Inhibition of mitochondrial ETC reduced the pH_i transients (A–C) Time courses of pH_i measurement when the cell was perfused by Tyrode's containing 2 μM rotenone (A, left), or containing 4 μM antimycin A (B, left), or containing 4 μM FCCP (C, left). The right three panels showed three fragments of the time course at three conditions as shown on the top. (D) Comparisons of baseline pH_i (∗∗p = 0.000083, n = 11, paired sample t test) and ΔpH_i of A (∗p = 0.0078, n = 9; ΔpH_i: 0.046 ± 0.008 in control vs 0.038 ± 0.006 with rotenone, paired Wilcoxon signed-rank test). After washout, ΔpH_i = 0.045 ± 0.007, and is not statistically different compared to control (p = 0.86). (E) Comparisons of baseline pH_i (∗∗p = 0.00056, n = 17, paired sample t test) and ΔpH_i of B (∗p = 0.00031, n = 15. ΔpH_i: 0.046 ± 0.007 in control vs 0.037 ± 0.006 with antimycin A, paired Wilcoxon signed-rank test). After washout, ΔpH_i = 0.045 ± 0.005, and is not statistically different compared to control (p = 0.67). (F) Comparisons of baseline pH_i (∗∗p = 0.0002, n = 7, paired sample t test) and ΔpH_i of C (∗p = 0.016, n = 7, paired Wilcoxon signed-rank test. ΔpH_i: 0.057 ± 0.006 in control vs 0.003 ± 0.002 with FCCP). After washout, ΔpH_i = 0.055 ± 0.005, and is not statistically different compared to control (p = 0.63).

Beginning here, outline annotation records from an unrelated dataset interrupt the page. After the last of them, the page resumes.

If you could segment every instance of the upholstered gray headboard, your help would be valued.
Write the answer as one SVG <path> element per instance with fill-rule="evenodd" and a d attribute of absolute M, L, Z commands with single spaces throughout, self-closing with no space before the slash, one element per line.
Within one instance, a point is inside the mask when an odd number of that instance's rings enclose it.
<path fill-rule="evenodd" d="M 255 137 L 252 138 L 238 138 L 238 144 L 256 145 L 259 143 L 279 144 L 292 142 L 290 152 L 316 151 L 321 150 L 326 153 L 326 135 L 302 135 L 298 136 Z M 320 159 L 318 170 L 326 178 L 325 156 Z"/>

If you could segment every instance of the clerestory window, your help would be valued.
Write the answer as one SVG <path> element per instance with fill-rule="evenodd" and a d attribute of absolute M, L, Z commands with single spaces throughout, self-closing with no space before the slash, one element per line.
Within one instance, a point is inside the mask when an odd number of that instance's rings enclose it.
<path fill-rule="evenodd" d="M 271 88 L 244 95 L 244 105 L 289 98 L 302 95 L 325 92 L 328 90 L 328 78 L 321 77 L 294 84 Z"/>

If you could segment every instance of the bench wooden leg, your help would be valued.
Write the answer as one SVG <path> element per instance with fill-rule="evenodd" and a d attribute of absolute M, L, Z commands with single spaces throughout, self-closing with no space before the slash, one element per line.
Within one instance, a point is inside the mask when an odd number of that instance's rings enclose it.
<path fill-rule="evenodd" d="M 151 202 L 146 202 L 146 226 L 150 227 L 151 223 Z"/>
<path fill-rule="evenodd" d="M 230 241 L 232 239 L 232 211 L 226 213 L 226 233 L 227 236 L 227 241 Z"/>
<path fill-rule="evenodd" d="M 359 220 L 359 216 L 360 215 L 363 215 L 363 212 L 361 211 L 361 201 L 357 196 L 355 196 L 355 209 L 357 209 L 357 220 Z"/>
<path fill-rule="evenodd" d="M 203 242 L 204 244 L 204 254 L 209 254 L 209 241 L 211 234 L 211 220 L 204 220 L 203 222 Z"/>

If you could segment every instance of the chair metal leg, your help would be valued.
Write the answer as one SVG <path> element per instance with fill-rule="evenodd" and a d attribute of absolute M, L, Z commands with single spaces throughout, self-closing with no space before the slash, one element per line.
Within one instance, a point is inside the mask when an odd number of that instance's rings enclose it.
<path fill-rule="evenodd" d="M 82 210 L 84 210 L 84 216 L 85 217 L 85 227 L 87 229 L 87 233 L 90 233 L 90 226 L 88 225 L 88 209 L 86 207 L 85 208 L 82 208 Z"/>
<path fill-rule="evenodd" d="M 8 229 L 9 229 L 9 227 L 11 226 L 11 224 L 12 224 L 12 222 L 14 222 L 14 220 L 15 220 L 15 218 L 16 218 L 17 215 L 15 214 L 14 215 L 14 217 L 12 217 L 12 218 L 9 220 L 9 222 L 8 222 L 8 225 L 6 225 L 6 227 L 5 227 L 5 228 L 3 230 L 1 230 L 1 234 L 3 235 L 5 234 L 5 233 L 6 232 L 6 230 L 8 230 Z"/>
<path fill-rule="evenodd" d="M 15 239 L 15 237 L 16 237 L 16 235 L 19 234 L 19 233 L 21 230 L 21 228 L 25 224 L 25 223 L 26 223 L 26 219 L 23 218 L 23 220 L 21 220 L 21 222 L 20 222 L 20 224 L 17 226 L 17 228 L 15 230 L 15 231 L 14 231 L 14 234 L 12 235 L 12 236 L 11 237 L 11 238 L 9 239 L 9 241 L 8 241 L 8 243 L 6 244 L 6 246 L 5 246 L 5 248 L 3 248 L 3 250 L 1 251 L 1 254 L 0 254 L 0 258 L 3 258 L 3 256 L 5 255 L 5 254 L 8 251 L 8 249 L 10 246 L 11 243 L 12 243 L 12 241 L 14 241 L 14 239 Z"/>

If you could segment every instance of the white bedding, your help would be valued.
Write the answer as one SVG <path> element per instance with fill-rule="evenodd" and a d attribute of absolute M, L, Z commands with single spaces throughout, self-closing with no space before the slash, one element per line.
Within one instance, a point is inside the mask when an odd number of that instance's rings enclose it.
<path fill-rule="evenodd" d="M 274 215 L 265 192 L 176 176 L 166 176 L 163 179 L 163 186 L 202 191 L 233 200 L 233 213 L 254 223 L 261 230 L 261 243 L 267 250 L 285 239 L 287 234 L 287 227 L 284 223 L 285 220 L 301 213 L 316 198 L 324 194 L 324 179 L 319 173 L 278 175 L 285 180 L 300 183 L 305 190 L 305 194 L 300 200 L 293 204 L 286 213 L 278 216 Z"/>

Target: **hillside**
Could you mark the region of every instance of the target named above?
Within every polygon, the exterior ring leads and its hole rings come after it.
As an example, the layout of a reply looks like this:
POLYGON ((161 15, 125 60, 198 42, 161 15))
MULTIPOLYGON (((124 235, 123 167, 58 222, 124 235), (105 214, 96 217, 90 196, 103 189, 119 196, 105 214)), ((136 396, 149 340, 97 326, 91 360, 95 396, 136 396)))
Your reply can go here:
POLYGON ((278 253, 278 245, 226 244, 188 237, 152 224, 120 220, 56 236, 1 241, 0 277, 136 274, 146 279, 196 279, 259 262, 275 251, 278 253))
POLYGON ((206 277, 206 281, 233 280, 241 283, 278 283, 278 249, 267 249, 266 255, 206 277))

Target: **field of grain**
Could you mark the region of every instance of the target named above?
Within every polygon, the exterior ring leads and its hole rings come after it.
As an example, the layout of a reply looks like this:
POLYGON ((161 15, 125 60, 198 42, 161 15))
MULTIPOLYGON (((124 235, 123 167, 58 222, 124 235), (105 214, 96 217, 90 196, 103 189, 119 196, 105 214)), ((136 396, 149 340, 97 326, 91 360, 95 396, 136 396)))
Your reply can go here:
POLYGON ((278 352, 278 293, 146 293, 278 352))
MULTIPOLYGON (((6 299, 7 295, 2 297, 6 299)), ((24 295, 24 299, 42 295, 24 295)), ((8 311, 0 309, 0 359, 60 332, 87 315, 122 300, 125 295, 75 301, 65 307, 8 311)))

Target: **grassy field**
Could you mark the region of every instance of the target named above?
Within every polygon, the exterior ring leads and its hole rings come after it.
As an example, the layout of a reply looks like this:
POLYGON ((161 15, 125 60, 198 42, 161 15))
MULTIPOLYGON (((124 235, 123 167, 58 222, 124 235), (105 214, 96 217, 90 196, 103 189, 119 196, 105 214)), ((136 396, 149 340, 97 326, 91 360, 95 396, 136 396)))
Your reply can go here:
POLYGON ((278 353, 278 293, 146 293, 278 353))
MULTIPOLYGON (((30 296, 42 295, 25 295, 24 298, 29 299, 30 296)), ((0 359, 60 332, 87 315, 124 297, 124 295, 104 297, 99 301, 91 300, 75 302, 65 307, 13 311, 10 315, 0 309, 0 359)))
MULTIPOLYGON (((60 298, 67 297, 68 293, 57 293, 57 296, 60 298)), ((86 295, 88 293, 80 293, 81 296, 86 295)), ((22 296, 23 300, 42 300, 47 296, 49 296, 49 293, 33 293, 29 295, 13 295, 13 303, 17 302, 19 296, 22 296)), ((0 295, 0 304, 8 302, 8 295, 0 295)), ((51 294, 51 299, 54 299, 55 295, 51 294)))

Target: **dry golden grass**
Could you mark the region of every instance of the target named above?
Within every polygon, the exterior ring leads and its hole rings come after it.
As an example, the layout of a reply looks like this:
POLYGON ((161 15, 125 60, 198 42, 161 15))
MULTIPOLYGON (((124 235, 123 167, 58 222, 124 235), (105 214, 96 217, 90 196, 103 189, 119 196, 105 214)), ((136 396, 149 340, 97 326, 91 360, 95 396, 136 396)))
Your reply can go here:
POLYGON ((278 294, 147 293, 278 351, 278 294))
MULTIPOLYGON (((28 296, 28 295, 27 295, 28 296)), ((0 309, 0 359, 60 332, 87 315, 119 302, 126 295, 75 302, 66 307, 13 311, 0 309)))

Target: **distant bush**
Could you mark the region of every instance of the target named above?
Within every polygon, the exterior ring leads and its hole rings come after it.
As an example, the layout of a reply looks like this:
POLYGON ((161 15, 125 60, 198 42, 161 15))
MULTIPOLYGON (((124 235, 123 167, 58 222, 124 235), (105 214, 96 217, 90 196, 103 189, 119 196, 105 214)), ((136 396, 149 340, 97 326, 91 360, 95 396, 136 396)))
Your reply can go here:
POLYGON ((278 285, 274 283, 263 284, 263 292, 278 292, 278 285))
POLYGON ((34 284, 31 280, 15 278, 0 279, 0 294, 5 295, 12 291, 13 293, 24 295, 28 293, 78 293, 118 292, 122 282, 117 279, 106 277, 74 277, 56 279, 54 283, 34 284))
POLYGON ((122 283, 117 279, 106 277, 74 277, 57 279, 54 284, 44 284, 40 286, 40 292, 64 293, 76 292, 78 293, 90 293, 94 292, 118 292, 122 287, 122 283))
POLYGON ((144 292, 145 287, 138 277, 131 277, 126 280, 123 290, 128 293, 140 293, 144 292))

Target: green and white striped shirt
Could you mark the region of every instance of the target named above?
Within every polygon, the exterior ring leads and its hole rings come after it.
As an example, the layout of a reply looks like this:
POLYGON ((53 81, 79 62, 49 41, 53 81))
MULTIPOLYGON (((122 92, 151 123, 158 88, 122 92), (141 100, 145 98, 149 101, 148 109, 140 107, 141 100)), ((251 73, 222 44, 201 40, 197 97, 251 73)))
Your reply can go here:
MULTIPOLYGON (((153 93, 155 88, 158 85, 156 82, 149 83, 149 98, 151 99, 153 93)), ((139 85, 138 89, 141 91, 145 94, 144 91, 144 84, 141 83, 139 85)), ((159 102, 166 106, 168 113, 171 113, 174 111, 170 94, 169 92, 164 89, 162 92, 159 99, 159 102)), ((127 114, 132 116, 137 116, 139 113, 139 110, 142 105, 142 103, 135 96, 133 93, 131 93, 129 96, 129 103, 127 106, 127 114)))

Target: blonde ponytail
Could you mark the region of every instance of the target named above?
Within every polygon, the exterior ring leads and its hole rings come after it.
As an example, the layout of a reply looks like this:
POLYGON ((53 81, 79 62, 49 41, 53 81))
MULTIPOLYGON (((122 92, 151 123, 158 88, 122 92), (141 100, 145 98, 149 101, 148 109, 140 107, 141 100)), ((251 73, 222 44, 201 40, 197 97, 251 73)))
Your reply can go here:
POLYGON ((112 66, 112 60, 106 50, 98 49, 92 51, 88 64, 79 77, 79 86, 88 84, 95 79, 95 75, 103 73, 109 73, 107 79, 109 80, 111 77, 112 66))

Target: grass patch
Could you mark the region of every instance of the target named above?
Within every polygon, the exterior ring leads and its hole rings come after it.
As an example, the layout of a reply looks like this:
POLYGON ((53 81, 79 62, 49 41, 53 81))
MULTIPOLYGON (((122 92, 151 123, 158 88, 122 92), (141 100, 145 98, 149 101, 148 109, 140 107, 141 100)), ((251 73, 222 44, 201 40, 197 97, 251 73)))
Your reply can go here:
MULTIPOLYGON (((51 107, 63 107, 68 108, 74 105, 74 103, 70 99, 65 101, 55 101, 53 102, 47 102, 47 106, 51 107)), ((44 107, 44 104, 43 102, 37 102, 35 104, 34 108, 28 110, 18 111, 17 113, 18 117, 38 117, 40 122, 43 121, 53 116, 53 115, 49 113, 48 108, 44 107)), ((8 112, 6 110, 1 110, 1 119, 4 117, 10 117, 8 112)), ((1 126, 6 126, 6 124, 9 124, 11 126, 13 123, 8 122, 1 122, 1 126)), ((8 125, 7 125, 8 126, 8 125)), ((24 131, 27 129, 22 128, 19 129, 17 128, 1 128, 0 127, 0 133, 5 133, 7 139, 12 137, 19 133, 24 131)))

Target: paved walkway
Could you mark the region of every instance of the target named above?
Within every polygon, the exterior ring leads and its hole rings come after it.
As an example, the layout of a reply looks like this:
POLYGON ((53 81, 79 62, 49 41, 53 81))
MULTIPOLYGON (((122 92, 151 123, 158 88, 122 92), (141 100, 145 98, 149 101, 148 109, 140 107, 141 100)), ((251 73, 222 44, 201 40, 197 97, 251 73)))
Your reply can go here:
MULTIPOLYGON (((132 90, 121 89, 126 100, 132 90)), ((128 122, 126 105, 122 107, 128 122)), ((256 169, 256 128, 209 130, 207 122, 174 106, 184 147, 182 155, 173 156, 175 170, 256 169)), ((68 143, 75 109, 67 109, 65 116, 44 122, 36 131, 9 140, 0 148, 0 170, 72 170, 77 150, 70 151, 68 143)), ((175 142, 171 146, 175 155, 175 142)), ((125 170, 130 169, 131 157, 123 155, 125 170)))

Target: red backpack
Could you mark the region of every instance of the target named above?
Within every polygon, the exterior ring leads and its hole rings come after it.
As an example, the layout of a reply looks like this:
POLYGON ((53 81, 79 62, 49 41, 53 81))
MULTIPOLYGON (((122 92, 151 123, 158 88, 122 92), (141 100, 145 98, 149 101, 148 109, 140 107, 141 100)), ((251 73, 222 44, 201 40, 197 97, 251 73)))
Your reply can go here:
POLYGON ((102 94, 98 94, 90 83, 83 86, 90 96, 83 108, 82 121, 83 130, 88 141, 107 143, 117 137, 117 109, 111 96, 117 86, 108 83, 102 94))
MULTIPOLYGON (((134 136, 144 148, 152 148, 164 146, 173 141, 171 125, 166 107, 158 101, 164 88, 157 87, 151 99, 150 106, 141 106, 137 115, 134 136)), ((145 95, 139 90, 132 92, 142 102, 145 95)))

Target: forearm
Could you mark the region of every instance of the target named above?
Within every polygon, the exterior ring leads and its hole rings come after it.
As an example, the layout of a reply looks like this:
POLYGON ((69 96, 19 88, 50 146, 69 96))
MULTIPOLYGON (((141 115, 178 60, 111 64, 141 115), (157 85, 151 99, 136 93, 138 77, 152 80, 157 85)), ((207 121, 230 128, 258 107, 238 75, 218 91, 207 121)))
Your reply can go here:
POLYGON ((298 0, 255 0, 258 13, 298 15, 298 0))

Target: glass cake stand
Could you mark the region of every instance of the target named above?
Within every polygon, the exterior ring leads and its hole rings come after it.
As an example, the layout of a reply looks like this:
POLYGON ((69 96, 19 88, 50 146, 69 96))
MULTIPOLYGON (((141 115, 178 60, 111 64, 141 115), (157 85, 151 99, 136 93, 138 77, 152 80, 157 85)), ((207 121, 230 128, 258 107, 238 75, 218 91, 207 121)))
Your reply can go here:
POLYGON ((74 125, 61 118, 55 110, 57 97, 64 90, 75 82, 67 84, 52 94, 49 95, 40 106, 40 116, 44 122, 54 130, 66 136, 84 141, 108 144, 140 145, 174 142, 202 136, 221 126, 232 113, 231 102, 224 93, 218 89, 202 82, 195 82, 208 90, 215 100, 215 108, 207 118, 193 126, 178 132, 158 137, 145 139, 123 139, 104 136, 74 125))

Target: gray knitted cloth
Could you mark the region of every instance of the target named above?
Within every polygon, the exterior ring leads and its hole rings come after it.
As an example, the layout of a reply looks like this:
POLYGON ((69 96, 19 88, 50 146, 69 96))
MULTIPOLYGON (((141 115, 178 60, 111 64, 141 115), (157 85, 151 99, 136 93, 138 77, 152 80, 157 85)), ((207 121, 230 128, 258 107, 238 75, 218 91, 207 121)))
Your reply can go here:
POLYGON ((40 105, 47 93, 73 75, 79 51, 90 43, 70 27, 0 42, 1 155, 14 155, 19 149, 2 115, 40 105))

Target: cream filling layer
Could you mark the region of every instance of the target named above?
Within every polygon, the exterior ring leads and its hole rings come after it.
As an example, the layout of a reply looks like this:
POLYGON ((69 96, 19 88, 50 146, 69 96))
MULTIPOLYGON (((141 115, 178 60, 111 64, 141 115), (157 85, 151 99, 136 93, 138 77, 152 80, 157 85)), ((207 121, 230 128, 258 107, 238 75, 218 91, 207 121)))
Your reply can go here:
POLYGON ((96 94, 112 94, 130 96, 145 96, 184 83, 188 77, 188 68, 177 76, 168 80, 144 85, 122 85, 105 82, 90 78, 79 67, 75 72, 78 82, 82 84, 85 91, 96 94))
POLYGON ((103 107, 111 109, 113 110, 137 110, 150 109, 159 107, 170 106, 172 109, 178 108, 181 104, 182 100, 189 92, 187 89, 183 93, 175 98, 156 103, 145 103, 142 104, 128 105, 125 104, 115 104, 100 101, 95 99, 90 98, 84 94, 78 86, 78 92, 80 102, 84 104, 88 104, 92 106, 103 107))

N and n represent animal numbers and cell numbers, respectively. Data are represented as mean ± SEM. (G) A summary diagram (created using BioRender.com) showing the beat-to-beat pH_i regulatory system that dovetails with the prevailing dynamic electrical, Ca²⁺, and mechanical regulatory systems. SR: sarcoplasmic reticulum; RYR: ryanodine receptor; SERCA: sarcoplasmic reticulum Ca²⁺ ATPase; PMCA: plasma membrane Ca²⁺-ATPase; NCX: Na⁺/Ca²⁺ exchanger; AP: action potential; CBE: Cl⁻/HCO₃^- exchanger; E_m: membrane potential; ETC: electron transport chain.